Certains hommes souffrent aussi d'un cancer du sein, mais il y en a d'autres qui sont strictement féminins. Le cancer de l'endomètre a frappé 49 560 nouvelles personnes en 2013 (toujours aux États-unis) et a fait 8 190 victimes. Pendant ce temps, le cancer de l'ovaire y allait de 22 240 nouveaux cas et de 14 030 victimes. Le cancer du col de l'utérus, selon les mêmes sources, devait se présenter chez 12 340 nouvelles patientes en causant 4 030 décès.

En ce qui touche ce dernier cas, la bonne nouvelle est que nous savons maintenant que l'immense majorité des cas est associé à la présence d'un virus, le virus du papillome humain ou VPH (dont certaines souches causent aussi les verrues). Il existe maintenant des vaccins permettant d'immuniser les jeunes gens (filles et garçons) contre un très grand nombre de souches de VPH, et ainsi on devrait pouvoir, d'ici une génération, réduire les cas de cancer du col de l'utérus à une toute petite fraction de leur incidence actuelle. (Les garçons n'ont pas de col de l'utérus, mais leur vaccination réduira les chances qu'ils contaminent leur copine. Un argument très vendeur est qu'elle réduira aussi leurs chances de développer des verrues génitales! Ça c'est un concept motivateur !!!

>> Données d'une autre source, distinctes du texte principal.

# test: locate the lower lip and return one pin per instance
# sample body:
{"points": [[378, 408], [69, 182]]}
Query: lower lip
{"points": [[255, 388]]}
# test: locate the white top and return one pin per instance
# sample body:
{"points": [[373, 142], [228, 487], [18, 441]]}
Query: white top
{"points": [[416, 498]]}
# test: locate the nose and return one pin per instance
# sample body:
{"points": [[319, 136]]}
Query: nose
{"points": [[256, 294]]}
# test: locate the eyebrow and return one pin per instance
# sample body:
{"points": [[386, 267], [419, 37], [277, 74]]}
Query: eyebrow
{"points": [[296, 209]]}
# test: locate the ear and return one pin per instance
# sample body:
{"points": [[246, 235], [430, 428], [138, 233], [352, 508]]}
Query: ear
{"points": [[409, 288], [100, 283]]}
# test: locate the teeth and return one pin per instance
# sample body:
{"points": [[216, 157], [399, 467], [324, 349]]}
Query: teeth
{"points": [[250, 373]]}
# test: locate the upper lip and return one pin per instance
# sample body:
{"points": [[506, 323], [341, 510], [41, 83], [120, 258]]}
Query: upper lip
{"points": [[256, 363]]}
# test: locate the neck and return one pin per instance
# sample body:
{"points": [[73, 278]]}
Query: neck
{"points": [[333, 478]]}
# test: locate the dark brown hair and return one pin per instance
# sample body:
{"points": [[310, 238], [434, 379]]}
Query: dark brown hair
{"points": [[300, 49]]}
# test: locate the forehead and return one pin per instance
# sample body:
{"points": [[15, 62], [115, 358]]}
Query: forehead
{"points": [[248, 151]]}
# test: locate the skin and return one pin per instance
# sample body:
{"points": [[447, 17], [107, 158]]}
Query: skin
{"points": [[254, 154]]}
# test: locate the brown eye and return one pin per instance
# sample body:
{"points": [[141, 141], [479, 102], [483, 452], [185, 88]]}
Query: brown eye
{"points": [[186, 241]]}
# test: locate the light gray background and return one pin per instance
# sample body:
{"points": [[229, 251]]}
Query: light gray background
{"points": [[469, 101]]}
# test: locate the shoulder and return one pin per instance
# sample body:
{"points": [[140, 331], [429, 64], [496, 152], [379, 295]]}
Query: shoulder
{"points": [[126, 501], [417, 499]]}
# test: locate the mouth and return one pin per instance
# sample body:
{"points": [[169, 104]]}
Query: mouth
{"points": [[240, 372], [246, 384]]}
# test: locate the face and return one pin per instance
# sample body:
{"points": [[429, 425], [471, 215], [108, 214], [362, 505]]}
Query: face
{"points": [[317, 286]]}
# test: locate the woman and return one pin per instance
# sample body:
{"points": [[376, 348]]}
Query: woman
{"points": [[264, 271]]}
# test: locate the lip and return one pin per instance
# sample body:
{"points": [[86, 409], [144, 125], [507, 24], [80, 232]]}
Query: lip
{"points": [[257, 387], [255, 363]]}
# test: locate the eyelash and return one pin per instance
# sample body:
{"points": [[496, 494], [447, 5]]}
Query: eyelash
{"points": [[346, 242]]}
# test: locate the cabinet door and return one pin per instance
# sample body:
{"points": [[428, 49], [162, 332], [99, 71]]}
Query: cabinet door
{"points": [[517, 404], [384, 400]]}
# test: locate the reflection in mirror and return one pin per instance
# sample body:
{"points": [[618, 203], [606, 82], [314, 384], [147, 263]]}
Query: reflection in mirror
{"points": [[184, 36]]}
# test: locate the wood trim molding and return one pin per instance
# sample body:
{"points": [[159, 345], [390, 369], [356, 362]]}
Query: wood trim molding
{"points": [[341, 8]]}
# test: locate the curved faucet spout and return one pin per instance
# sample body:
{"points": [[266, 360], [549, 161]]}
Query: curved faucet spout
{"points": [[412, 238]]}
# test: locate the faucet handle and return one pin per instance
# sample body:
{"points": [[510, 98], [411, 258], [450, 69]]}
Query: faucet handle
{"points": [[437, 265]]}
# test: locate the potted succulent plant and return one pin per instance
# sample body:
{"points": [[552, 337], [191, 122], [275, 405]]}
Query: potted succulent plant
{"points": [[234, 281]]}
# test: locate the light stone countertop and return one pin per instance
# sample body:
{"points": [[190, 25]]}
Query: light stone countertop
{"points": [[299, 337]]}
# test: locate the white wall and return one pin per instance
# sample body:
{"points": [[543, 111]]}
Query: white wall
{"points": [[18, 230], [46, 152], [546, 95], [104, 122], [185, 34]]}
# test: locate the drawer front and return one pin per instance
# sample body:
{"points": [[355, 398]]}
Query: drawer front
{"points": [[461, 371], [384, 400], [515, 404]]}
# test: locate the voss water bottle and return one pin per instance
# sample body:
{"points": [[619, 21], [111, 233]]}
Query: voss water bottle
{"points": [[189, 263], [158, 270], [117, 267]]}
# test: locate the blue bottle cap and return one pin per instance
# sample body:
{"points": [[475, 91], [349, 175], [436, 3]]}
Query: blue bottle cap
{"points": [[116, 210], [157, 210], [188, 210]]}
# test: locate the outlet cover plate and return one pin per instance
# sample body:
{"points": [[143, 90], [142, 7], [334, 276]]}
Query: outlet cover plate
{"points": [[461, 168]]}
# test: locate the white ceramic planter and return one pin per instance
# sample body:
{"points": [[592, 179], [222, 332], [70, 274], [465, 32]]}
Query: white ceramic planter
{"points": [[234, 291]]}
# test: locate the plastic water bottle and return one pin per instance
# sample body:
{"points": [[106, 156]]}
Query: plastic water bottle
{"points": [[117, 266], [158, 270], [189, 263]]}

Qu'en est-il de celles d'entre nous qui seraient déjà porteuses du virus? C'est là qu'entre en scène une autre approche de détection précoce: le test de Papanicolaou (ou test Pap). Il consiste à aller récupérer des cellules du col de l'utérus (d'une manière pas plus agréable que l'examen de la prostate pour les garçons) et à les examiner au microscope. Les cellules pré-cancéreuses, celles qui ne sont déjà plus normales mais n'ont pas encore atteint leur plein potentiel cancéreux, ont une physionomie qui se voit assez facilement au microscope; cela permet ainsi au médecin et à sa patiente de prendre les mesures qui s'imposent avant que le cancer n,ait eu une chance de se développer. Grâce à ce test, on estime avoir réduit le taux de mortalité. du cancer du col de l'utérus de 80%!